Molecular signature of Alpha 1-Antitrypsin deficiency-related Hepatocellular Carcinoma

Abstract:

Liver cancer is markedly increased in individuals with severe Alpha 1-AntiTrypsin Deficiency (AATD), phenotype PiZZ, with a 23-fold increased hazard ratio compared to the general population and a survival time after diagnosis reduced to <2 years. These results are in the line with a previously published study, that has shown that 82% of 16-20 month old transgenic AATD Z mutant mice develop invasive hepatocellular carcinoma (HCC). These findings suggest that the Z mutant could induce or participate in one or multiple specific carcinogenesis pathways. However, nothing is known about the molecular mechanisms of AATD-related HCC.

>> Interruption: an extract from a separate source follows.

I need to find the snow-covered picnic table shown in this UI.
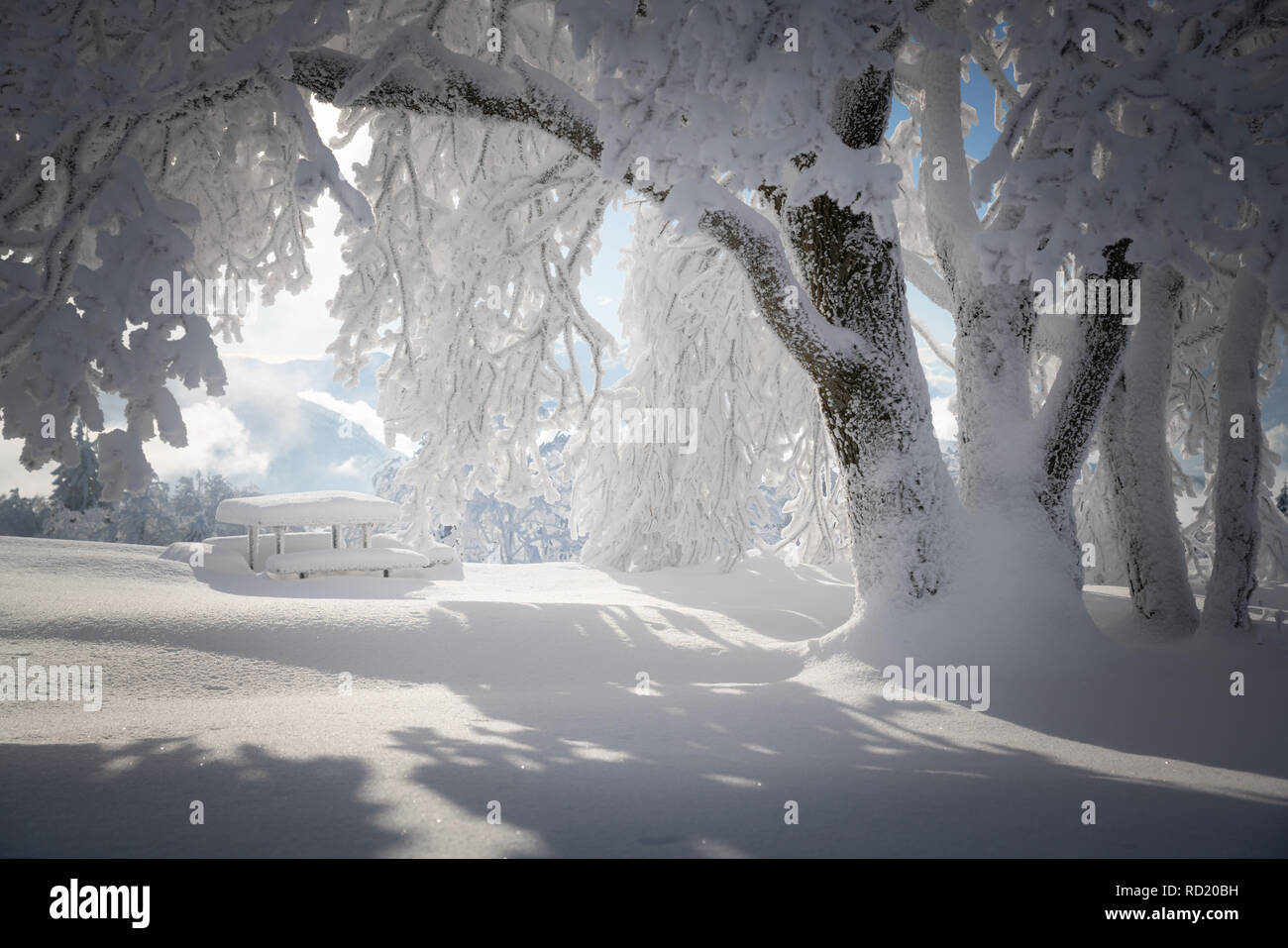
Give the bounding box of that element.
[215,490,401,576]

Therefore, our goal is to determine the specific molecular signature of AATD-related HCC and decipher the molecular mechanism of the Z variant and its potential co-factors in AATD carcinogenesis.

Short biography:

Dr Samuel Amintas obtained is Pharmacy and Clinical Biology degree in 2018. He then completed it in 2022 by a PhD in Cell Biology and Pathophysiology. He is now clinical biologist at the Tumor Biology and Tumor Bank Department, University Hospital of Bordeaux and also researcher at the Bordeaux Institute of Oncology (BRIC), France. Dr Amintas is an expert in molecular biology of cancer, in particular in digestive tumors. In collaboration with Dr. Marion Bouchecareilh’s Lab at the BRIC, Dr Amintas aims to provide for the first-time insight in AATD hepatic tumor biology, allowing a better comprehension of the molecular mechanisms involved and consequently allow an optimization of the management of AATD patients with regard to liver cancer prevention and treatment.